As the hours pass making way for 2013, several major stories of the year are unfolding. One story worth watching from both ends of Pennsylvania Ave., is how politicians will devise a fix of the national debt problem? This same time in 2011, it was almost the same faces entangled in a web of budget tape in efforts to avert a fatal fall of the Fiscal Cliff. The players for this round of 11th hour negotiations: President Barack Obama, John Boehner, Nancy Pelosi and Mitch McConnell. On the table for negotiations are trillions of dollars and entitlement programs.
Maryland Democratic Congressman Elijah Cummings who is the minority leader of the Oversight and Government Reform Committee says “No deal is better than a bad deal!”

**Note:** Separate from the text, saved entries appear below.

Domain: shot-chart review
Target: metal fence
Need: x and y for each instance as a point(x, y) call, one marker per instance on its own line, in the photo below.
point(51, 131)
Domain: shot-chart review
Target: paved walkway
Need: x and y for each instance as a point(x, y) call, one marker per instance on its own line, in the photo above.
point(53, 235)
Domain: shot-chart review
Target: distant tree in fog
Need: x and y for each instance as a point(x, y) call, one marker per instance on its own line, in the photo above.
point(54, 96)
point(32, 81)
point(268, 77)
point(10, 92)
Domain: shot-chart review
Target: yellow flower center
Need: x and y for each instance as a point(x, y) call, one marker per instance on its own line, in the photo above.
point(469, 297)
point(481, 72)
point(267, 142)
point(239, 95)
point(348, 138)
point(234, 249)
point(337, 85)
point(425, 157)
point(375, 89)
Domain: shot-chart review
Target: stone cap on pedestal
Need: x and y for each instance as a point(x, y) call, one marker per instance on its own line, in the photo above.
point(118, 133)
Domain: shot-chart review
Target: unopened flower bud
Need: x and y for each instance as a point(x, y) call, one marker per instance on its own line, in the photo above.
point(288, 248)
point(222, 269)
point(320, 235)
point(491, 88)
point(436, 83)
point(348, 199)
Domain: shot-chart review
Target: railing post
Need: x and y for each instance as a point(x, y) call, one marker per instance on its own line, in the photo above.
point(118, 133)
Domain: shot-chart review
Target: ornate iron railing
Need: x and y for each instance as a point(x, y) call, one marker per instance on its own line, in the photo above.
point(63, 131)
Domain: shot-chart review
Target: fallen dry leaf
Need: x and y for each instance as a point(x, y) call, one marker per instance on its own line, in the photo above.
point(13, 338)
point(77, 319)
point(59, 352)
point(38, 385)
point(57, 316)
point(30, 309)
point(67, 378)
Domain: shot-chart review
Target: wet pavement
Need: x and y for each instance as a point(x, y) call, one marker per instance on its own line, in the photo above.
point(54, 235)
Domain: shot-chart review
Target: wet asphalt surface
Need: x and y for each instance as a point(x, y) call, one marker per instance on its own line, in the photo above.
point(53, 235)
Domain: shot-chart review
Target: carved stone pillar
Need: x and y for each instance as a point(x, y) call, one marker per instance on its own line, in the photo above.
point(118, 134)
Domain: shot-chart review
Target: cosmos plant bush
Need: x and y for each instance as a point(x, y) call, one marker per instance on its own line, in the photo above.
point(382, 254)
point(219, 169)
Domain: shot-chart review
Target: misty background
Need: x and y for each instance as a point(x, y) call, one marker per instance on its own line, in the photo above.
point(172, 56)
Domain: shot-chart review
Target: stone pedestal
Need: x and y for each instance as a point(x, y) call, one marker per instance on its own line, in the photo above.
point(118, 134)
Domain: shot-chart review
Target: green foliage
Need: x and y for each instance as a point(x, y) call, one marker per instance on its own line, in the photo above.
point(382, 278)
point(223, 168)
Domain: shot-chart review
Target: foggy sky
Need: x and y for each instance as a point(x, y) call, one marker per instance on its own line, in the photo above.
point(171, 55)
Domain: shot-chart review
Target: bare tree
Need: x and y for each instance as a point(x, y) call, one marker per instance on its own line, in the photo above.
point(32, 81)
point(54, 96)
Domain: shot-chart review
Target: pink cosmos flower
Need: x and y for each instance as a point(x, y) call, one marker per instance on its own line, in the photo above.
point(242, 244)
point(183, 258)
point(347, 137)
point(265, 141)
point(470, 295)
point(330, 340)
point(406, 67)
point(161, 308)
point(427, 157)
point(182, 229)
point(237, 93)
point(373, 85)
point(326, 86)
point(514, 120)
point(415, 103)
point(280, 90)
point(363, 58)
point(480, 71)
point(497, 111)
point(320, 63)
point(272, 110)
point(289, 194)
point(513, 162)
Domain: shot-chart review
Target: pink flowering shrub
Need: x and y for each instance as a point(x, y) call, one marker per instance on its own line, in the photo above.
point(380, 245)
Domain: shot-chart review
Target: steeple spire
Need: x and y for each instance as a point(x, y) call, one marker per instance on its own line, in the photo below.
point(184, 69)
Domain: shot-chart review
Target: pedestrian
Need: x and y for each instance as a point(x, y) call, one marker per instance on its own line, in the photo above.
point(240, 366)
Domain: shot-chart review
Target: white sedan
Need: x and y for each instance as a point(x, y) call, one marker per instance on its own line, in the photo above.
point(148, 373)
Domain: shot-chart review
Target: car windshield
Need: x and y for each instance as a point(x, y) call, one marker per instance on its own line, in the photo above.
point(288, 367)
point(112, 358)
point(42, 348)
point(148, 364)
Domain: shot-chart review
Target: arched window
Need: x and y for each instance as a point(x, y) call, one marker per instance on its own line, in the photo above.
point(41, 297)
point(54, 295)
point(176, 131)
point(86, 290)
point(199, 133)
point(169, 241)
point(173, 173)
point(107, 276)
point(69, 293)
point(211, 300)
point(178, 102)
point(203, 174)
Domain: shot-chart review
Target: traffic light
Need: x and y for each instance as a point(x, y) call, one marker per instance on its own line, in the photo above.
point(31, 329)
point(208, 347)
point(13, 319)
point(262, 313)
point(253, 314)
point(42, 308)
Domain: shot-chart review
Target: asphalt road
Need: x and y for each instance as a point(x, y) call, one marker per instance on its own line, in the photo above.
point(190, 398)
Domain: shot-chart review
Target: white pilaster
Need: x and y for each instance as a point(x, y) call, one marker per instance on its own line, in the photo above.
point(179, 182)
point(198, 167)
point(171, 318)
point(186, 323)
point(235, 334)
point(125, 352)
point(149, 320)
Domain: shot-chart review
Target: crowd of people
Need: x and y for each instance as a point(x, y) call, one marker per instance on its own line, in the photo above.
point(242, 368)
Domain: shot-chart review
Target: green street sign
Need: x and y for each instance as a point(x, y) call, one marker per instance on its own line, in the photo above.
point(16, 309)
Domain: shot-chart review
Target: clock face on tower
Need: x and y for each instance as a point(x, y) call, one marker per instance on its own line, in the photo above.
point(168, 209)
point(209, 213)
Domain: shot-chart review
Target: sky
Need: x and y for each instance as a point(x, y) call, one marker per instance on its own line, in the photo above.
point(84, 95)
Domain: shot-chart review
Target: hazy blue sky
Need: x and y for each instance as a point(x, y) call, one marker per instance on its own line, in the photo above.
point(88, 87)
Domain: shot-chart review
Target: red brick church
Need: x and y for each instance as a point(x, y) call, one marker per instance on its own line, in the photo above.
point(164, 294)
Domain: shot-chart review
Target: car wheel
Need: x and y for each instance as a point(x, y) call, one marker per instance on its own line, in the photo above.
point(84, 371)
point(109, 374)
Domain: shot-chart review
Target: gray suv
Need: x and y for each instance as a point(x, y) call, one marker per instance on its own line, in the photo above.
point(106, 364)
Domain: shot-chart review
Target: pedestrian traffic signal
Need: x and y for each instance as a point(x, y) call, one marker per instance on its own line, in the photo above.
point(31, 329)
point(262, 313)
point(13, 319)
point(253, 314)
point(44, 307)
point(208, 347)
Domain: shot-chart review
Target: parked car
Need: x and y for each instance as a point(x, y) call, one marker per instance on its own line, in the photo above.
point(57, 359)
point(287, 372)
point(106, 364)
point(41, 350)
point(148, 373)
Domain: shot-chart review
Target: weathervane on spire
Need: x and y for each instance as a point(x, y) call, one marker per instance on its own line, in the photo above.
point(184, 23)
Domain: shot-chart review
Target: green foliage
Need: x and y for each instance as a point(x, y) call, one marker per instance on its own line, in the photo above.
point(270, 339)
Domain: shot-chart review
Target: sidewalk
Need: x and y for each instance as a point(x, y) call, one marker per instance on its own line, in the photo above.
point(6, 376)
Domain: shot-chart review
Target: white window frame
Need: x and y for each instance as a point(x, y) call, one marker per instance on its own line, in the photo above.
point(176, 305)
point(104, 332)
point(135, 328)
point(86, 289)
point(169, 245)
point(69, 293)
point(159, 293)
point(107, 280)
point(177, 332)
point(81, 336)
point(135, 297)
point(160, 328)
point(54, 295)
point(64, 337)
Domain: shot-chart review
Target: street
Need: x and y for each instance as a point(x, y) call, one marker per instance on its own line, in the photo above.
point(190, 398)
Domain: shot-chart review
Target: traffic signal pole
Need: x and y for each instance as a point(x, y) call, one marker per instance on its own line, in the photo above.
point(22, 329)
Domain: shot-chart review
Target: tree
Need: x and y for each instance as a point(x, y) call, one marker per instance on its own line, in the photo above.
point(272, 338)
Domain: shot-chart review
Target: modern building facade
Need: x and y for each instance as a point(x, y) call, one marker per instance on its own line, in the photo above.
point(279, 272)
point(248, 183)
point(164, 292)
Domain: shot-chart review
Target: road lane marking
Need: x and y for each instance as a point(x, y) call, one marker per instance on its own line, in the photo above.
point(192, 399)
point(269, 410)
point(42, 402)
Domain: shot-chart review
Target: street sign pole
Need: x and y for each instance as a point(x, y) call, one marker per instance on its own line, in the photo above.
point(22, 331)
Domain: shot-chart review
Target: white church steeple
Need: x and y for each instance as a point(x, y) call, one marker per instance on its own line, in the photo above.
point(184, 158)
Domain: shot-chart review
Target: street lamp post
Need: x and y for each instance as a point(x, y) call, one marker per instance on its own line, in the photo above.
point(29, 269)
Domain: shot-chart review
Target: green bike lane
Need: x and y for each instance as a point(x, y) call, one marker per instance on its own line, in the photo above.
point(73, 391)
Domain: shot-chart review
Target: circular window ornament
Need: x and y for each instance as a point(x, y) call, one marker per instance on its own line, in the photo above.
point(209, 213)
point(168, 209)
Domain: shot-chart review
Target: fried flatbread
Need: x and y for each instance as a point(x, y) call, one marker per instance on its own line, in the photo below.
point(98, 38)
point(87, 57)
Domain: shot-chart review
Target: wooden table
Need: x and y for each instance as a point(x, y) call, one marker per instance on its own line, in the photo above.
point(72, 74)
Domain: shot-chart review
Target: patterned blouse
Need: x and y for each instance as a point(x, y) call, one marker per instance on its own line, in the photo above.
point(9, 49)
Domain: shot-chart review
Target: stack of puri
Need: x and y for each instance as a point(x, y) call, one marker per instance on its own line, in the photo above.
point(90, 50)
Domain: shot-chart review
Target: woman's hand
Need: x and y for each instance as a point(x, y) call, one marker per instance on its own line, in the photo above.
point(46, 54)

Embattled United States Ambassador to the United Nations, Susan Rice has a place in the Obama Administration according to the President. Those words after Rice pulled her name from consideration for Secretary of State. Sources close to the process contends the 48 year old African American was one of the top choices for the position. Rice in mid December withdrew her name from consideration after opposition against her comments on the Sunday shows concerning the Benghazi fatal attack. She said the controversy stemmed from a protest over an inflamatory video. It was later found that was not the case. Rice followed the early talking points used by the President and Secretary of State Hillary Clinton.
Rice withdrew her name after weeks of heated debate over her potential nomination and her attempts to calm Hill lawmakers concerns. President Obama accepted her decision. About a week later the President nominated Senator John Kerry for the post soon to be vacated by Hillary Clinton. Kerry’s nomination is expected to win approval in the Senate confirmation hearings.